Each Cato PoP can act as a TCP proxy server, reducing latency. The proxy server effectively makes TCP clients and servers believe their destinations are closer than they really are, allowing them to set a larger TCP window. In addition, the Socket's advanced version of TCP congestion control lets endpoints connected to the Socket to send and receive more data before waiting for acknowledgment. This increases the total throughput while reducing the time needed to remediate errors such as packet loss.
You can define and manage your acceleration settings from a centralized location with as much granularity as required as part of the network rules.
When TCP acceleration is enabled for a flow, Cato establishes a proxy between the client and the PoP (last mile), between the PoPs (middle mile), and eventually egresses the PoP to the destination.
As an example, consider a TCP flow between London and New York over the internet in which a packet did not reach its destination (lost). If the proxy is disabled, when the destination receives the next packet, it understands a packet is lost and requests the client to retransmit that packet (as per TCP protocol). This will cost a full RTT between London and New York before flow transmission can continue.
With Cato, the RTT is significantly reduced due to multi-segmenting the traffic path to the last and middle mile. In the above example, instead of lost packet retransmission between London and New York, the lost packet is detected, for example, between London and Cato’s London PoP.

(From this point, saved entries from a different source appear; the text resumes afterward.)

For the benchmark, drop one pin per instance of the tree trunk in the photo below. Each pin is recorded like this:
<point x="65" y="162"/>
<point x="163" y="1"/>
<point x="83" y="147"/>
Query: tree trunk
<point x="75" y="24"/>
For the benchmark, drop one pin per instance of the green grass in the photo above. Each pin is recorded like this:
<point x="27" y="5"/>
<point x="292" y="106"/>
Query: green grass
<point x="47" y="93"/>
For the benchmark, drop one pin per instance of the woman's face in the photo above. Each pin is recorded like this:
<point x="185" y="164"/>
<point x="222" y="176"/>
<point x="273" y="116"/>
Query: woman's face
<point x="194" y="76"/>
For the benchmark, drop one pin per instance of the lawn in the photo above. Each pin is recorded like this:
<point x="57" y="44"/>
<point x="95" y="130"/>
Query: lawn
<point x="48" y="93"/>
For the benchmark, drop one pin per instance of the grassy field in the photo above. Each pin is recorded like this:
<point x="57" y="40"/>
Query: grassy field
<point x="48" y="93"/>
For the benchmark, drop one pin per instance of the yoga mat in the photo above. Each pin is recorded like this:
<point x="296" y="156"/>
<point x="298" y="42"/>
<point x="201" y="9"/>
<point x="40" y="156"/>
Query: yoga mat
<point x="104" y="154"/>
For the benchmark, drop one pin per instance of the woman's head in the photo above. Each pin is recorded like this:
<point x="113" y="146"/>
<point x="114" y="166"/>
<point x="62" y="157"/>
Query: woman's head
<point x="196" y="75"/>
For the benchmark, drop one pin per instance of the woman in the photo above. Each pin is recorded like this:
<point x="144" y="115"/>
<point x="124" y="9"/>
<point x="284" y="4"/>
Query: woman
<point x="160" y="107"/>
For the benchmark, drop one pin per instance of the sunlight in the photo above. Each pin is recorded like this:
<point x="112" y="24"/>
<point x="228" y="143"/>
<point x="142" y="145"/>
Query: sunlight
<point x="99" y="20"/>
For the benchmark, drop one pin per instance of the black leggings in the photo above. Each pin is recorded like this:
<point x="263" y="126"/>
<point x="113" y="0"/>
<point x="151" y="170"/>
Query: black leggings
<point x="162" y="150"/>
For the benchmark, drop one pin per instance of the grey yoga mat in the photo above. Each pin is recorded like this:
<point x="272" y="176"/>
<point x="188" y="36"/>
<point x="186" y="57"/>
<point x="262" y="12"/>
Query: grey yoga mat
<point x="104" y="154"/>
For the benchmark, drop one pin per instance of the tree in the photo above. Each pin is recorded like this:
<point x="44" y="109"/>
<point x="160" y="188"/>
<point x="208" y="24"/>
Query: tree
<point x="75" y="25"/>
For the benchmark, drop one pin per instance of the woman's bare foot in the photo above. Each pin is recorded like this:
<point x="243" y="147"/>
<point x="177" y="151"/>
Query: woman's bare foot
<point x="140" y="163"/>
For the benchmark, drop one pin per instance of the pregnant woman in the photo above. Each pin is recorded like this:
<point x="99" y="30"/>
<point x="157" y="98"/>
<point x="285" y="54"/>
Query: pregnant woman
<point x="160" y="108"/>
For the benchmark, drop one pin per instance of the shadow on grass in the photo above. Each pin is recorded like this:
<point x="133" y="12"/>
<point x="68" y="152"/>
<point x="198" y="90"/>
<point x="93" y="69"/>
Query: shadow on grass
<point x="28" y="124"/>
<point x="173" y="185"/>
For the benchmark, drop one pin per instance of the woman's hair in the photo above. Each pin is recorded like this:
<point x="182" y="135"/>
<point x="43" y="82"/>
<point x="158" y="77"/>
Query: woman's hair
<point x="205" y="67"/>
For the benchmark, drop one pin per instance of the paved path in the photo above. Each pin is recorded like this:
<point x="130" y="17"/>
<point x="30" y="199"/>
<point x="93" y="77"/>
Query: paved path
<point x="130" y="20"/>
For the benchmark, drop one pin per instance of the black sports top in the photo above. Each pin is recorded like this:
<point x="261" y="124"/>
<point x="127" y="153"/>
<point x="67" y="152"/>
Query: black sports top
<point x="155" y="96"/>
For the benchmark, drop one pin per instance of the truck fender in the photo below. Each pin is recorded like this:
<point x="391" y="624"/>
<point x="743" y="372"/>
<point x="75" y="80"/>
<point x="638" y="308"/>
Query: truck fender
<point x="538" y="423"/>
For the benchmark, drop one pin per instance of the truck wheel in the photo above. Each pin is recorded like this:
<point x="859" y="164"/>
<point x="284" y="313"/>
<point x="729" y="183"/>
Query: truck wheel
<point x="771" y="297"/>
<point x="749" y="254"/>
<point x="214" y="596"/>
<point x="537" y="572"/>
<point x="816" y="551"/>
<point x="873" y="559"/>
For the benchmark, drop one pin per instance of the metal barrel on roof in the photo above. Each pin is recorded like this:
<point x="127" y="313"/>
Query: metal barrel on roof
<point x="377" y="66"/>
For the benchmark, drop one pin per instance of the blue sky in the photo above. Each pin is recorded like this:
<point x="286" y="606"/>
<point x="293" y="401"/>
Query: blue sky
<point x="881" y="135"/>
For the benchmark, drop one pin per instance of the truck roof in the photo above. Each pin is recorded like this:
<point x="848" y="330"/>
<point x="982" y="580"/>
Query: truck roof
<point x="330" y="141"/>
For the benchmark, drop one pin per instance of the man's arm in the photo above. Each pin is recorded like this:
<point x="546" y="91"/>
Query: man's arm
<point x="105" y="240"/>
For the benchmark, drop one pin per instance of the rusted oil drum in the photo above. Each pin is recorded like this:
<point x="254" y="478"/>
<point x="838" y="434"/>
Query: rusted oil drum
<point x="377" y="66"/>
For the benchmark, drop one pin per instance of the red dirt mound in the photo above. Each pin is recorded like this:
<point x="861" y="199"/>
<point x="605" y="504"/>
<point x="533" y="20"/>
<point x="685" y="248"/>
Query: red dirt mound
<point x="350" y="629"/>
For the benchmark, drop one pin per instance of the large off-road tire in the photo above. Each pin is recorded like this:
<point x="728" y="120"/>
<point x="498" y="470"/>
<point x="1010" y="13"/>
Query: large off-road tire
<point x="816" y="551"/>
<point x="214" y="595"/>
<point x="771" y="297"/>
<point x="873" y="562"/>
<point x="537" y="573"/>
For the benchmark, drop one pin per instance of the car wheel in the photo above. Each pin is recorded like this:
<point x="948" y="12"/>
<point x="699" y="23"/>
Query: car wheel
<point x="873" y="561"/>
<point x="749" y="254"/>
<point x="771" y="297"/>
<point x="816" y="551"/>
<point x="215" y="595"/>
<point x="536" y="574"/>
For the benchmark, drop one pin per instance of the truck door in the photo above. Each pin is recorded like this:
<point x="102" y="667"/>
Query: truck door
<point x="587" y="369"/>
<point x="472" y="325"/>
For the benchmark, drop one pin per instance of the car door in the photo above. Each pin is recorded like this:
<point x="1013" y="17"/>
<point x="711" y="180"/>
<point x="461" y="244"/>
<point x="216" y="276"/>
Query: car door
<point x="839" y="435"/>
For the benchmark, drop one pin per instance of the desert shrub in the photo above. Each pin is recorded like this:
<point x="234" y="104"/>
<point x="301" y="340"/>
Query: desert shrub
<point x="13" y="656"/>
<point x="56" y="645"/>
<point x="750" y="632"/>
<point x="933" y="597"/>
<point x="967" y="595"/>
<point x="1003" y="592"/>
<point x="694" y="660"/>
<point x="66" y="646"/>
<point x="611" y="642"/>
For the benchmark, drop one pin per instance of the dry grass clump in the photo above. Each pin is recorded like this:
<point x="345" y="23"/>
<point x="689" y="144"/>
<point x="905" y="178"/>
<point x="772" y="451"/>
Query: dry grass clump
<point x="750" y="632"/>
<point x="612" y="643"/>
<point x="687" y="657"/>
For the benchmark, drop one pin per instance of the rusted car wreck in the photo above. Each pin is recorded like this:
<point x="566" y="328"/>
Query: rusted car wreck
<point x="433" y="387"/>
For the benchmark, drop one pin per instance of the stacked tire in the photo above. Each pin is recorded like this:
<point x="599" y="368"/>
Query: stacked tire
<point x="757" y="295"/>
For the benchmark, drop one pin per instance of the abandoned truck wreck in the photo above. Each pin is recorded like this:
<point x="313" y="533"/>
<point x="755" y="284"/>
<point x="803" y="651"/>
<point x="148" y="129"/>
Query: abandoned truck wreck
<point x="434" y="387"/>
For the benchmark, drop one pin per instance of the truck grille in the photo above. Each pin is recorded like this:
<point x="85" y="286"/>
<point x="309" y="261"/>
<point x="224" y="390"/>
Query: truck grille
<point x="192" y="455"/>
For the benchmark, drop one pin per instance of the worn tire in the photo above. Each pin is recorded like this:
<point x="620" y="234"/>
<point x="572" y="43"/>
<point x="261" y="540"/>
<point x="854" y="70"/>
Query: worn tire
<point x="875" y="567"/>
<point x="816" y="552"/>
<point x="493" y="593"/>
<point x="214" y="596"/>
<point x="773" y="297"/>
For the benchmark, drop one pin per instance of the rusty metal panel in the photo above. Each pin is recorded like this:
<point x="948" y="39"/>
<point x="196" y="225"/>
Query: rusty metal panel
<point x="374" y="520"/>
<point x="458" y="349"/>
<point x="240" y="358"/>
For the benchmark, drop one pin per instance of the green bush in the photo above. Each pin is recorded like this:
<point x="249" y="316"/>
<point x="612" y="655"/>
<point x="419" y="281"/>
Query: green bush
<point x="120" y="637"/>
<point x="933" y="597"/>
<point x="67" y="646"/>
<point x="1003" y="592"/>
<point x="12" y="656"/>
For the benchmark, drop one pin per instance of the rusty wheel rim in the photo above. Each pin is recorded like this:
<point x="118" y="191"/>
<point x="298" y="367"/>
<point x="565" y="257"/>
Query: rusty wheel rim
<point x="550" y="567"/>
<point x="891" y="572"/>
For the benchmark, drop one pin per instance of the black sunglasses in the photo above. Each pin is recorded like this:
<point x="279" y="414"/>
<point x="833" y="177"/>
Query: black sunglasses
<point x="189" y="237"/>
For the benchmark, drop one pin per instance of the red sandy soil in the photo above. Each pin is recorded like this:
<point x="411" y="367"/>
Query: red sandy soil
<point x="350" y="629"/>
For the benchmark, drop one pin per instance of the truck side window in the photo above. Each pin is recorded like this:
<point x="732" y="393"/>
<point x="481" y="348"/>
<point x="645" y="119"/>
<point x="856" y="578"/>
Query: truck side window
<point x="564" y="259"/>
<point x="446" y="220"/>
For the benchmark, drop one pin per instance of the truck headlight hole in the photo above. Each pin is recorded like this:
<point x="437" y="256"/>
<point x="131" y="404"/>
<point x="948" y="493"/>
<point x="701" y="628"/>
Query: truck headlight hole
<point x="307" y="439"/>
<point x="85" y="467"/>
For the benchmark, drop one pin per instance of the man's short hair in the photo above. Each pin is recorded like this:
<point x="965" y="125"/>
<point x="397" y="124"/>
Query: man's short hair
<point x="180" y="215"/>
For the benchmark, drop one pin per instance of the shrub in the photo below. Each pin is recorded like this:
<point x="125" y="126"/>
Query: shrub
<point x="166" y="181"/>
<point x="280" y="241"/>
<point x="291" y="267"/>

As Cato uses large Tier-1 links to carry traffic across the middle mile, packet loss is rare on this segment.
Cato Socket's optimization mechanism mitigates packet loss through packet duplication. Because this increases the total throughput, optimization should be used only on critical flows that are sensitive to packet loss (such as voice and video traffic).
You can define and manage your optimization settings from a centralized location with as much granularity as required as part of the network rules.
When you enable optimization, Cato performs one of the following optimization methods based on the site’s topology and existing connections:
Packet duplication - used when more than one active link is available. With this technique, Cato sends duplicate packets over another active link while reassembling packets at the other end. Since a redundant packet is sent for any given packet, packet loss mitigation increases even if a packet is lost on one of the links.
UDP retransmission - used when only a single active link is available. With this technique, Cato retransmits UDP packets (waiting 5 msec prior to retransmission). Since a redundant packet is sent for any given packet, packet loss mitigation increases even if a packet is lost.
Note: As TCP performs retransmission as part of its protocol, UDP retransmission effectively mitigates packet loss for the other commonly-used protocols.